François Fillon, au risque de la politique étrangère

François Fillon, le 27 novembre 2016, au soir de sa consécration aux primaires. Thomas Samson / AFP

Dans sa campagne pour les primaires de la droite et du centre, François Fillon a esquissé une ligne de politique étrangère. L’initiative est louable dans un débat national insuffisant en la matière. Mais elle est risquée : il y a souvent plus de coups à prendre que de points à gagner, pour qui évoque les sujets internationaux en campagne électorale.

Il est toujours difficile d’anticiper ce que serait, en cas de victoire, la politique étrangère d’un candidat à la présidence. Cette difficulté tient d’abord à des raisons classiques. Tant que les entourages ne sont pas connus (pour les conseillers), ni encore moins nommés (pour les futurs postes clefs, comme le ministre des Affaires étrangères, le conseiller diplomatique de l’Élysée, etc.), le tableau reste trop incomplet pour donner lieu à des prédictions sérieuses. Ensuite, la politique étrangère consiste, en grande, partie à réagir à des événements internationaux non prévus, à la lumière desquels des facettes nouvelles des décideurs apparaissent.
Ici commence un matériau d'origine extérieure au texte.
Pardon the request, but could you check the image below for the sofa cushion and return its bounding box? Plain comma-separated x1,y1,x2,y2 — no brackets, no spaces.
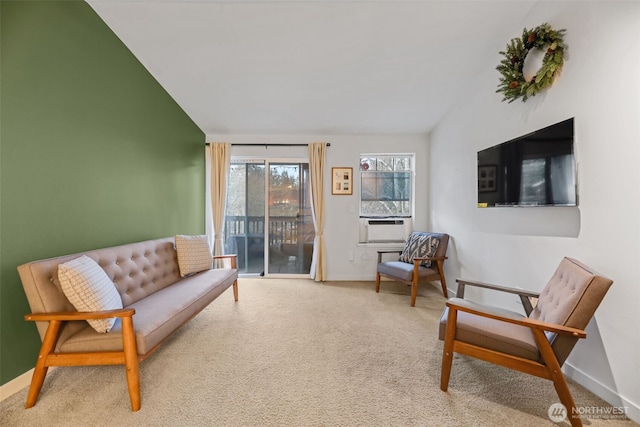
56,268,238,355
58,255,122,333
176,235,213,277
400,231,440,267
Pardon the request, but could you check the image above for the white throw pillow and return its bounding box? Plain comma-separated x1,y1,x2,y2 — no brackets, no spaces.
176,235,213,277
58,255,122,333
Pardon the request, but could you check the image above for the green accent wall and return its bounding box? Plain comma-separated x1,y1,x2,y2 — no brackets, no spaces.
0,0,205,384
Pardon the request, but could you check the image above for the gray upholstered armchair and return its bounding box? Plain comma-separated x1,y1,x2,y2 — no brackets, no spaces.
376,231,449,307
440,258,613,427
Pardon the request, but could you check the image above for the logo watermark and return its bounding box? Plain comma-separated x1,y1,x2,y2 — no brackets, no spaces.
547,403,629,423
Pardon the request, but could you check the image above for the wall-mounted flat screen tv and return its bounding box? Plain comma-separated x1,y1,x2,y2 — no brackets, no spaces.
478,118,578,208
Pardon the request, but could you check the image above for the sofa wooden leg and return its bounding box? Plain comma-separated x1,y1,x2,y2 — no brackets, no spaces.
233,280,238,302
122,317,140,411
25,320,62,408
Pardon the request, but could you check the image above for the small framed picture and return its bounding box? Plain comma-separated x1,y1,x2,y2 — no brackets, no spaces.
478,165,498,193
331,168,353,195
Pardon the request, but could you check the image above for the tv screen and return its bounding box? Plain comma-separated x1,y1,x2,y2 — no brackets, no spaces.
478,118,577,208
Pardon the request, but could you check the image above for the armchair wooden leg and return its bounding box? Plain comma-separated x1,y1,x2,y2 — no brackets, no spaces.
122,317,140,411
25,320,61,408
438,261,449,299
411,279,418,307
440,308,458,391
533,329,582,427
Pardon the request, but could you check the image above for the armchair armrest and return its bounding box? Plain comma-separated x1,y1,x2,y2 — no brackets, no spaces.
377,249,402,264
456,279,540,316
446,298,587,338
413,256,449,262
24,308,136,322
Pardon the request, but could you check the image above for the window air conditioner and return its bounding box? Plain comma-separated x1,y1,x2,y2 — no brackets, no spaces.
365,218,410,243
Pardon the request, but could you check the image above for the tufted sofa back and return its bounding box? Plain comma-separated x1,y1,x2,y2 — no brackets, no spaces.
18,237,180,338
529,258,613,365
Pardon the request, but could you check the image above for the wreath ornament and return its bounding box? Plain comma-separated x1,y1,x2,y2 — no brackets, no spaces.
496,23,567,103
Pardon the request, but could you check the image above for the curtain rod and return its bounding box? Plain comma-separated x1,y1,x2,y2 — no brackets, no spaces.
205,142,331,148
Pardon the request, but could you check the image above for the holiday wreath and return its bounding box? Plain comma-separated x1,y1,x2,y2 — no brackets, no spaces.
496,23,567,102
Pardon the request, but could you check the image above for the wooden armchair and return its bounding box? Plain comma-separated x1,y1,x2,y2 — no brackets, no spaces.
376,231,449,307
440,258,613,427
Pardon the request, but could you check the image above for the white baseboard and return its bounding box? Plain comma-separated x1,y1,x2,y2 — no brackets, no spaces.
562,362,640,423
0,368,34,402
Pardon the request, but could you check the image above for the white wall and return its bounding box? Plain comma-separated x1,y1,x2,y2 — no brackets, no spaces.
429,2,640,421
207,135,429,280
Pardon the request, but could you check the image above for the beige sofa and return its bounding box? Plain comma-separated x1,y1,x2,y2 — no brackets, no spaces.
18,237,238,411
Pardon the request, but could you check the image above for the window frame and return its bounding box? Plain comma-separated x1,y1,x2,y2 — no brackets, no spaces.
358,153,416,218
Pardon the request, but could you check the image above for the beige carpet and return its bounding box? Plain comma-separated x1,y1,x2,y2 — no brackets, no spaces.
0,279,637,427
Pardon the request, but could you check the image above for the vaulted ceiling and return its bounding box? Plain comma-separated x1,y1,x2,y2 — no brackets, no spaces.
88,0,535,134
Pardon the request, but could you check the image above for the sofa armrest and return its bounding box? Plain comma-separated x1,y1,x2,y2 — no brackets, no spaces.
213,254,238,269
24,308,136,322
456,279,540,316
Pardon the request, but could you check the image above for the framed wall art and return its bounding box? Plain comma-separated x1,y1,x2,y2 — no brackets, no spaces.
331,168,353,195
478,165,498,193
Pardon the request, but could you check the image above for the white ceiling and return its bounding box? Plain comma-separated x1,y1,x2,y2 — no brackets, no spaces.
88,0,534,135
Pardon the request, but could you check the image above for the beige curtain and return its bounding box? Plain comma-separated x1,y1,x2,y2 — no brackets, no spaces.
209,142,231,255
309,142,327,282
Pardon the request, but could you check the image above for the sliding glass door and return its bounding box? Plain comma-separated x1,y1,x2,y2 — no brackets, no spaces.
225,160,315,275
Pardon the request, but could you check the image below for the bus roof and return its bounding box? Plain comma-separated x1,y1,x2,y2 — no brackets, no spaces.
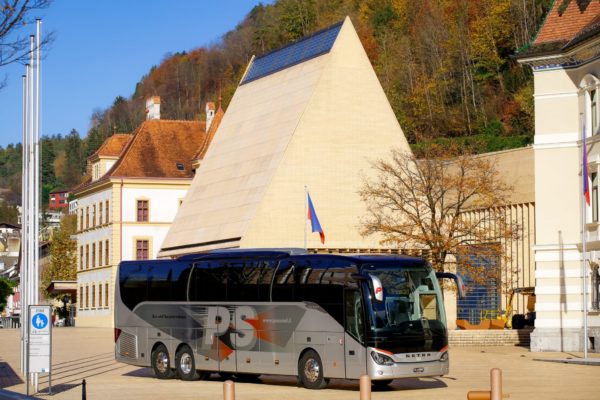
177,248,426,265
177,247,309,261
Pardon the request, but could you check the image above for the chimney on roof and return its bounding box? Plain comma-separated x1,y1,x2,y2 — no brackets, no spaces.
206,101,215,132
146,96,160,120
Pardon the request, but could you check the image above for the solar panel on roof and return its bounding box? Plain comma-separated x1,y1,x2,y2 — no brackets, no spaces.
240,22,342,85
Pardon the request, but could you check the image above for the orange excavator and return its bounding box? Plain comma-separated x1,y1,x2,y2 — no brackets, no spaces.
456,286,535,329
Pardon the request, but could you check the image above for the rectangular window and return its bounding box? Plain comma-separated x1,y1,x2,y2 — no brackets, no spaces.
592,172,598,222
137,200,148,222
590,90,598,135
79,246,83,269
104,282,108,308
135,240,148,260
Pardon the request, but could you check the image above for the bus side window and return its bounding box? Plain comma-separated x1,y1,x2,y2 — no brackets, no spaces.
227,259,261,301
258,260,278,301
344,289,364,343
171,263,192,301
271,260,297,301
119,263,148,310
148,264,172,301
189,261,227,301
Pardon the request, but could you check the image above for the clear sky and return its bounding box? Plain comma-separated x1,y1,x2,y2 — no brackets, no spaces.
0,0,270,147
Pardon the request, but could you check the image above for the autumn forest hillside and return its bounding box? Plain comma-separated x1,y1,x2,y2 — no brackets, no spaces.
0,0,552,206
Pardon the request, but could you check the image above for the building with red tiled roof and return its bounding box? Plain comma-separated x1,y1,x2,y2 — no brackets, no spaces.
48,190,69,211
73,97,223,326
517,0,600,351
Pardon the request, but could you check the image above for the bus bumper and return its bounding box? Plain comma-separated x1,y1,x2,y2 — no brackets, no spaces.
367,353,450,380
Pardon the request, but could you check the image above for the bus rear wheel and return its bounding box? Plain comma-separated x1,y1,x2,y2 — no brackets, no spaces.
175,345,198,381
298,350,328,389
152,344,174,379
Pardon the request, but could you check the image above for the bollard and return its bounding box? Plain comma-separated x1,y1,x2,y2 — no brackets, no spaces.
467,368,510,400
360,375,371,400
490,368,502,400
223,381,235,400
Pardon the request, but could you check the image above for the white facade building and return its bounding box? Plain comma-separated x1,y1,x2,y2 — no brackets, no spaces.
74,109,223,326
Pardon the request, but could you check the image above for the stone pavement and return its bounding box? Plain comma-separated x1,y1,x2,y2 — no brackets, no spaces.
0,328,600,400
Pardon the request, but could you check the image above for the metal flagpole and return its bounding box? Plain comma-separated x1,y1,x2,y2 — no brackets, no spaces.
27,35,37,390
304,185,308,250
581,115,588,359
19,73,28,374
33,18,42,393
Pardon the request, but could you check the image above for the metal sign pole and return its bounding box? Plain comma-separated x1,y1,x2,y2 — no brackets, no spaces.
27,305,52,393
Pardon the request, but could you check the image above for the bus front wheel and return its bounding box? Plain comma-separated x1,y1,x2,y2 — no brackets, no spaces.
298,350,328,389
175,345,198,381
152,344,173,379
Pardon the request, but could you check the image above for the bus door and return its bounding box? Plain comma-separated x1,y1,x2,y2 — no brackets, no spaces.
344,288,367,379
214,306,237,372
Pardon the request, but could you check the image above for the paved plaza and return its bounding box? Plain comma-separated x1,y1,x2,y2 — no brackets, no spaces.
0,328,600,400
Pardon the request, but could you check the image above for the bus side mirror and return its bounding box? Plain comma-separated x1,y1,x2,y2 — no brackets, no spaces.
435,272,466,299
352,274,383,301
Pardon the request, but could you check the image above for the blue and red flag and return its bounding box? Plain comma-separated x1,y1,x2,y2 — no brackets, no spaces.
306,192,325,244
581,130,590,206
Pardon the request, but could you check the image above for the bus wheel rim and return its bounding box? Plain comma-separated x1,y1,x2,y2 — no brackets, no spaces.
156,351,169,374
179,353,192,375
304,358,321,382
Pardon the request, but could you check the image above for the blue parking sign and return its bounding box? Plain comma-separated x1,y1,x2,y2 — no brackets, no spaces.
31,313,48,329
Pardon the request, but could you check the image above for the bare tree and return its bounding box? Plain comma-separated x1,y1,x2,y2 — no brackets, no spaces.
359,147,517,281
0,0,52,89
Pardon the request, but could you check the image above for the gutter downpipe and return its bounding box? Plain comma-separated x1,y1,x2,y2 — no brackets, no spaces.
119,178,123,260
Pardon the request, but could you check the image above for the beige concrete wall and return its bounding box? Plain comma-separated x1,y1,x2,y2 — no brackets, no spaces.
241,20,410,249
532,56,600,350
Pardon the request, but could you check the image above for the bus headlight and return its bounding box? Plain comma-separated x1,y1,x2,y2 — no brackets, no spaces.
371,351,394,365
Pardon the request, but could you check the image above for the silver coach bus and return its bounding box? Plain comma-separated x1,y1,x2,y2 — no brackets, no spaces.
115,249,462,389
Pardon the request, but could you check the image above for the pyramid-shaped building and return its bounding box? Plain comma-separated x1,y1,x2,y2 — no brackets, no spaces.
160,18,410,257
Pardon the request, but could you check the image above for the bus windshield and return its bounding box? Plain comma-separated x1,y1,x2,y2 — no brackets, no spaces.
365,266,447,353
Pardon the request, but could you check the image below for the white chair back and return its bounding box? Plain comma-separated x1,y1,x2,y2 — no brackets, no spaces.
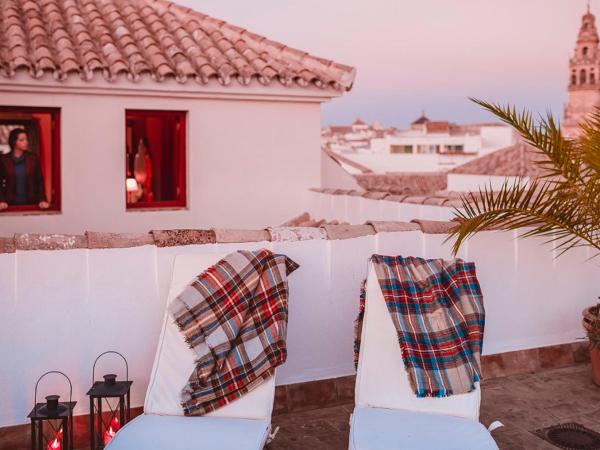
355,263,481,420
144,254,275,420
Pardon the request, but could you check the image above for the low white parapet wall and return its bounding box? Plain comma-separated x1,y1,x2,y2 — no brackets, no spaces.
0,227,600,426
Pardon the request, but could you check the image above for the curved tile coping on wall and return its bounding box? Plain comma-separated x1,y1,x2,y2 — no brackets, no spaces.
0,220,464,253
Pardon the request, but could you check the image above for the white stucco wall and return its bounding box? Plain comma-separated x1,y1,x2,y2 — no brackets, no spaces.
322,152,362,191
0,86,324,236
0,231,600,427
448,173,529,192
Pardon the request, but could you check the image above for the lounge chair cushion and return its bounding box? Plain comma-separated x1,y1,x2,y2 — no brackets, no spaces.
349,407,498,450
140,253,275,420
106,414,269,450
356,264,481,420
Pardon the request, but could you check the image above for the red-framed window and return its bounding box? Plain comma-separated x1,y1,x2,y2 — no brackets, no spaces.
0,105,61,214
125,110,186,210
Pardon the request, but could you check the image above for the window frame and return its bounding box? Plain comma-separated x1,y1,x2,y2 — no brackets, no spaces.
0,105,62,215
123,108,188,212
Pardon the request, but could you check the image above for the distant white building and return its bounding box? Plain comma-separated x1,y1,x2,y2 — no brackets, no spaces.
323,115,514,173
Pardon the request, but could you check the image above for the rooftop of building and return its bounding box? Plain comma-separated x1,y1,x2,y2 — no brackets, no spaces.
0,0,356,91
450,141,542,178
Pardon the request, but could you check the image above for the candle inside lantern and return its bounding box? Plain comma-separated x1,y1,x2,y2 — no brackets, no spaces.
46,428,62,450
46,438,62,450
104,417,120,445
103,373,117,386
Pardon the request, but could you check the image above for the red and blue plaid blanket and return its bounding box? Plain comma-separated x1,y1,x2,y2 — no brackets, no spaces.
169,249,299,415
355,255,485,397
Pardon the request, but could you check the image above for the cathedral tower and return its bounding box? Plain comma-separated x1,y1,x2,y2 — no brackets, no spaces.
563,4,600,137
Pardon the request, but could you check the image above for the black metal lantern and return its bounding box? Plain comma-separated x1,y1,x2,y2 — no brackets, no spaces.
87,351,133,450
27,370,77,450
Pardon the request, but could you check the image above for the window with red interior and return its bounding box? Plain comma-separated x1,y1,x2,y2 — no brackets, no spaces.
125,110,186,210
0,106,60,214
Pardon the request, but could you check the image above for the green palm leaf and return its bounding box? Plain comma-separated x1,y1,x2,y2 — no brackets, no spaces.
448,99,600,255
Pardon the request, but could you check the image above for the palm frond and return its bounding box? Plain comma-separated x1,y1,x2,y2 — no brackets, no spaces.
448,99,600,255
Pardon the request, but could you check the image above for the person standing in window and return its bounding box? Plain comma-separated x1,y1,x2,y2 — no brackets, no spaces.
0,128,50,210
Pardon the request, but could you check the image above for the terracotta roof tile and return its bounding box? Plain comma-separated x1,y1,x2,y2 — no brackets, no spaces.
411,219,456,234
0,0,355,91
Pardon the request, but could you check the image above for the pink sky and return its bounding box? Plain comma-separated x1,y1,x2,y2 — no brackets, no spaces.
175,0,584,126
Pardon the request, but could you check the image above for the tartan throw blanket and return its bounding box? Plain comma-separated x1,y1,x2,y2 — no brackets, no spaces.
354,255,485,397
169,249,299,416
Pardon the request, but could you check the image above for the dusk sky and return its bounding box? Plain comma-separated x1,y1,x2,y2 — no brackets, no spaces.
175,0,584,127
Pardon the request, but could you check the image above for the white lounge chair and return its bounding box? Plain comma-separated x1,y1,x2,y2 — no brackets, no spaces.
349,264,498,450
107,254,275,450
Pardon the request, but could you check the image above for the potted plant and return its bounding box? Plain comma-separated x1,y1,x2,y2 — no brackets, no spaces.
582,303,600,386
448,99,600,384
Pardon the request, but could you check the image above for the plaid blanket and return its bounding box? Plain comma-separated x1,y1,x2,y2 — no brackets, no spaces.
169,249,299,415
355,255,485,397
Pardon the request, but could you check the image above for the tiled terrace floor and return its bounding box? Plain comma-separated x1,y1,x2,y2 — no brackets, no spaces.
268,365,600,450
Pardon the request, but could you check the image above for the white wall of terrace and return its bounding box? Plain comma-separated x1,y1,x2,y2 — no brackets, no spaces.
0,222,600,427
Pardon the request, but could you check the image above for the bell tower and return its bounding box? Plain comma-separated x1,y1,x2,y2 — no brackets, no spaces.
563,2,600,137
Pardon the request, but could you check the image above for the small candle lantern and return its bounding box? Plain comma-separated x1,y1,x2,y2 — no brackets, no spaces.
87,351,133,450
27,370,77,450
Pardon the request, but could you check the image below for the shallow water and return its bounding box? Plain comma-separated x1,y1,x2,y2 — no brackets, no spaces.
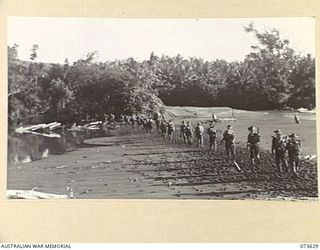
8,128,103,164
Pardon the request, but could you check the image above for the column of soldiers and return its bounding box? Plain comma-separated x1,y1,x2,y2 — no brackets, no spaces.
108,112,301,176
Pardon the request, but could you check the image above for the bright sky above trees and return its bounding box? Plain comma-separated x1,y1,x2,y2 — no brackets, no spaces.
7,17,315,63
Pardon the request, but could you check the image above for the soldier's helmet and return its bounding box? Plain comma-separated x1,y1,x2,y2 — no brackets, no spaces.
273,129,282,135
289,133,297,139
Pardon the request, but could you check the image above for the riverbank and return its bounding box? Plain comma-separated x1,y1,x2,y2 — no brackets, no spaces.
8,127,318,200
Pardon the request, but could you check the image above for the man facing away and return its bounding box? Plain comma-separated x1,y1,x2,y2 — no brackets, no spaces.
195,122,204,147
167,121,176,141
180,121,187,143
207,123,217,151
185,122,193,145
271,129,288,172
286,133,301,176
247,126,261,165
220,125,235,162
160,120,167,138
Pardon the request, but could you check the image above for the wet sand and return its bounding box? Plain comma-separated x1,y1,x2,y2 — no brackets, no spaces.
8,128,318,200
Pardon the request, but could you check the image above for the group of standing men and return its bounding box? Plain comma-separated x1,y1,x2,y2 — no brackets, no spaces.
108,114,301,176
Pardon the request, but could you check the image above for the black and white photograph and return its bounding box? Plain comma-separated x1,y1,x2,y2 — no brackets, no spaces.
6,16,318,202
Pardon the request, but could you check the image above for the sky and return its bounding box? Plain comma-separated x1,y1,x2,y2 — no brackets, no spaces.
7,17,315,63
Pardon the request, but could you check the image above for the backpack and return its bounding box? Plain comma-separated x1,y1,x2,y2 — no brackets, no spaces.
287,141,300,154
248,133,261,144
185,126,192,135
195,126,202,136
207,128,217,137
224,130,234,142
274,137,286,151
168,123,175,132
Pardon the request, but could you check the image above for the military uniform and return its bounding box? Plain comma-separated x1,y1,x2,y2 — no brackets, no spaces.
180,121,187,142
160,121,167,137
221,125,236,161
207,124,217,151
247,126,260,165
167,121,176,141
185,122,193,144
195,122,204,147
271,130,288,172
286,134,301,175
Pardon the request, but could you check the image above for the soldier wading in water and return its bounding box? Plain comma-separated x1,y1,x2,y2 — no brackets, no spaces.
220,125,241,171
247,126,261,168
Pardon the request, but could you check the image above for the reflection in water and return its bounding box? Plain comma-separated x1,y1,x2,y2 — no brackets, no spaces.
8,128,108,164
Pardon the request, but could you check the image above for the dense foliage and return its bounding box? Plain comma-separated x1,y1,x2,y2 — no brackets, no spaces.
8,24,315,125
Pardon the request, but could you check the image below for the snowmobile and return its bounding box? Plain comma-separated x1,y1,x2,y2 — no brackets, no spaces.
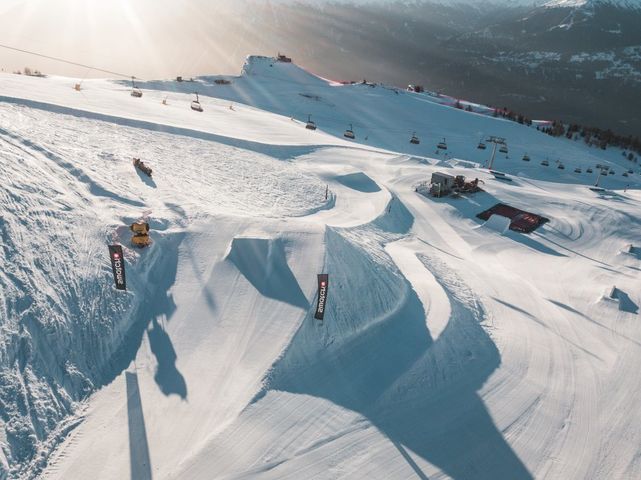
305,115,316,130
134,158,152,177
191,93,203,112
129,220,151,248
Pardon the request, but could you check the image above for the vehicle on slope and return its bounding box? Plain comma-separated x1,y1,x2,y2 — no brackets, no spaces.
305,115,316,130
191,93,203,112
343,123,356,140
129,220,151,248
134,158,152,177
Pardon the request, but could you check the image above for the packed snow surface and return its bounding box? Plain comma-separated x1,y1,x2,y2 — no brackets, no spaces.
0,57,641,480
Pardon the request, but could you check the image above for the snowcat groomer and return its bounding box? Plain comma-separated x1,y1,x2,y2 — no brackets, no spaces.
129,220,151,248
134,158,152,177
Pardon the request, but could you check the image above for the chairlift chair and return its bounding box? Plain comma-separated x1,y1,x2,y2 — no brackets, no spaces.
343,123,356,140
305,115,316,130
191,93,203,112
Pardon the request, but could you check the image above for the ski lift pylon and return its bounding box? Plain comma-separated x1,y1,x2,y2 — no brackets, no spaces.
131,77,142,98
191,92,203,112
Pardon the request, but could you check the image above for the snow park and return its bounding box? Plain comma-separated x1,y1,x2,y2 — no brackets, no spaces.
0,43,641,480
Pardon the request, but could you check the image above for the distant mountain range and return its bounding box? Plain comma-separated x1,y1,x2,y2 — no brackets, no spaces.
223,0,641,135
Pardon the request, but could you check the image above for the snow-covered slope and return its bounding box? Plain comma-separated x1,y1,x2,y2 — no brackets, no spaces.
0,57,641,479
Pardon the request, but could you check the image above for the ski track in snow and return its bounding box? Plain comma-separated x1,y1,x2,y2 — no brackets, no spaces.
0,58,641,480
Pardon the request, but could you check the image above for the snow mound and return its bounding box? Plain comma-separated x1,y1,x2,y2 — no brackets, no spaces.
227,238,309,309
335,172,381,193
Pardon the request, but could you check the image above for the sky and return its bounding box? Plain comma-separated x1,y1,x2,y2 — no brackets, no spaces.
0,0,262,78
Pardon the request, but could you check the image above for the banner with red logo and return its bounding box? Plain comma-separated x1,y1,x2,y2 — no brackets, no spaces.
109,245,127,290
314,273,329,320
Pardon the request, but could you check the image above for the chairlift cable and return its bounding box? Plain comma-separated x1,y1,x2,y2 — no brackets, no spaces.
0,43,140,80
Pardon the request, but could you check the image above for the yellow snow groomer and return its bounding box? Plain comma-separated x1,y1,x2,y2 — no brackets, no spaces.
129,220,151,248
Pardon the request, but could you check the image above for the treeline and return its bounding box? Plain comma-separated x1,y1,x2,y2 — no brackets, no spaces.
537,120,641,157
482,102,641,157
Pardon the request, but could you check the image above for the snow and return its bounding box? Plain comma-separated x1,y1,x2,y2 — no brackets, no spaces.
0,57,641,480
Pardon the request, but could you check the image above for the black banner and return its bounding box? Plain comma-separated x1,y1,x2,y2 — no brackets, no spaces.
314,273,329,320
109,245,127,290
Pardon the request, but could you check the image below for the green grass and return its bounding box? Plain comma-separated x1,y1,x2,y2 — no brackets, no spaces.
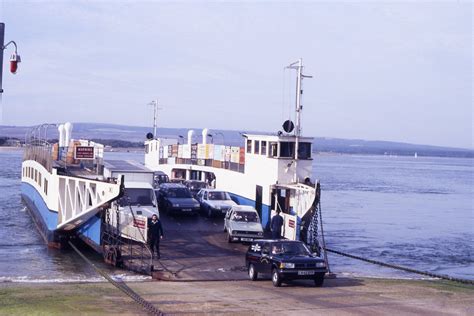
0,283,141,315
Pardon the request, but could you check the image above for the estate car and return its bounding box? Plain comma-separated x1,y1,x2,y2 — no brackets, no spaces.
196,189,237,217
245,240,327,286
224,205,263,242
155,183,200,214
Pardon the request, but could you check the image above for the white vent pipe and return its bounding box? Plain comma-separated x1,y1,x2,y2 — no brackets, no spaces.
202,128,209,145
58,124,65,147
64,122,72,146
188,129,194,146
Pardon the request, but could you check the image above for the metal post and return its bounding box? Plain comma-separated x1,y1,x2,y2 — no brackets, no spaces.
0,23,5,96
153,100,158,139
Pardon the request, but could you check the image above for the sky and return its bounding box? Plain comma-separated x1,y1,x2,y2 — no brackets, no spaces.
0,0,474,149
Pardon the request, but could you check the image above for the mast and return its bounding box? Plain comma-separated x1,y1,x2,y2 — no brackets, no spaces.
148,100,161,139
286,58,313,182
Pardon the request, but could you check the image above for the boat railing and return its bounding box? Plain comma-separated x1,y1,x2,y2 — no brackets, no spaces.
160,158,245,173
23,141,53,172
154,144,245,173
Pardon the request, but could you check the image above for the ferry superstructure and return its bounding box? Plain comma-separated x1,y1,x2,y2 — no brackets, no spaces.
145,59,320,247
21,123,122,248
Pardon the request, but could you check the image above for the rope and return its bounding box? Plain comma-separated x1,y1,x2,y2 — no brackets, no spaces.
325,248,474,285
69,241,164,316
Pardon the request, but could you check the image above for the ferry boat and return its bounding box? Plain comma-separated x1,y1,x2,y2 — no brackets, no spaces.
145,59,320,245
21,123,123,248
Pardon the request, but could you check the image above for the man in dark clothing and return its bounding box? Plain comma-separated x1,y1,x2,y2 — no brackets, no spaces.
270,210,283,239
148,214,163,259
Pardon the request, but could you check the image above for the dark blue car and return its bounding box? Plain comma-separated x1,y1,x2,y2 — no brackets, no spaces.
155,183,201,215
245,240,327,286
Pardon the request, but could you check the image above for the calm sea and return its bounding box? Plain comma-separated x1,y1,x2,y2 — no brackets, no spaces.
0,151,474,282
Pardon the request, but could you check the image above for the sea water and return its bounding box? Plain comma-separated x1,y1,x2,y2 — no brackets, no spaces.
0,151,474,282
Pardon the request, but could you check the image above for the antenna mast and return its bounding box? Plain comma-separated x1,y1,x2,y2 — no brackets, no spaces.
148,99,161,139
286,58,313,181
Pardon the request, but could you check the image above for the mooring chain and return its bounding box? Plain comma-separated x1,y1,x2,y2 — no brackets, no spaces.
326,248,474,285
69,241,164,316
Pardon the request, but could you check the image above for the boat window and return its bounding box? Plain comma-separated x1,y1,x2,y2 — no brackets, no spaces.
261,140,267,156
247,139,252,154
119,188,155,206
298,143,311,159
280,142,295,158
253,140,260,154
270,143,278,157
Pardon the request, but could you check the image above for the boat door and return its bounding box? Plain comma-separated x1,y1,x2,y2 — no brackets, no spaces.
255,185,263,218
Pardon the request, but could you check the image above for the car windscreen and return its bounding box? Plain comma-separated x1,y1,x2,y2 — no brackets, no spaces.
232,211,258,223
119,188,155,206
272,242,311,256
209,191,230,200
188,182,206,191
168,188,192,199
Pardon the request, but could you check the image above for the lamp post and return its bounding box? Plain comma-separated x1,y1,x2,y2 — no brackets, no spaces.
148,100,162,139
0,23,21,95
214,132,225,145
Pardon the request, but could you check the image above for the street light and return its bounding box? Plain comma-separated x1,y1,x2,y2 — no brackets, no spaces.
214,132,225,145
0,23,21,93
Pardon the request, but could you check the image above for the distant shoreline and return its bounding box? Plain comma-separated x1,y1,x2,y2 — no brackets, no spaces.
0,146,474,159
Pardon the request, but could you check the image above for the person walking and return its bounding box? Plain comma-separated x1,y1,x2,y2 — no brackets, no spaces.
270,210,283,239
148,214,163,259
Pour ces raisons entre autres, les propos de campagne ne sont pas nécessairement indicatifs de ce que serait le comportement de l’individu une fois en fonctions.

Mais l’incertitude, ici, tient également à la personnalité de François Fillon lui-même, et aux débats que sa posture relance. En convoquant abondamment trois thèmes – le gaullisme, le rang, le rôle – dont l’inscription dans les relations internationales actuelles ne va pas de soi, l’ancien Premier ministre de Nicolas Sarkozy ouvre des débats utiles, mais épineux.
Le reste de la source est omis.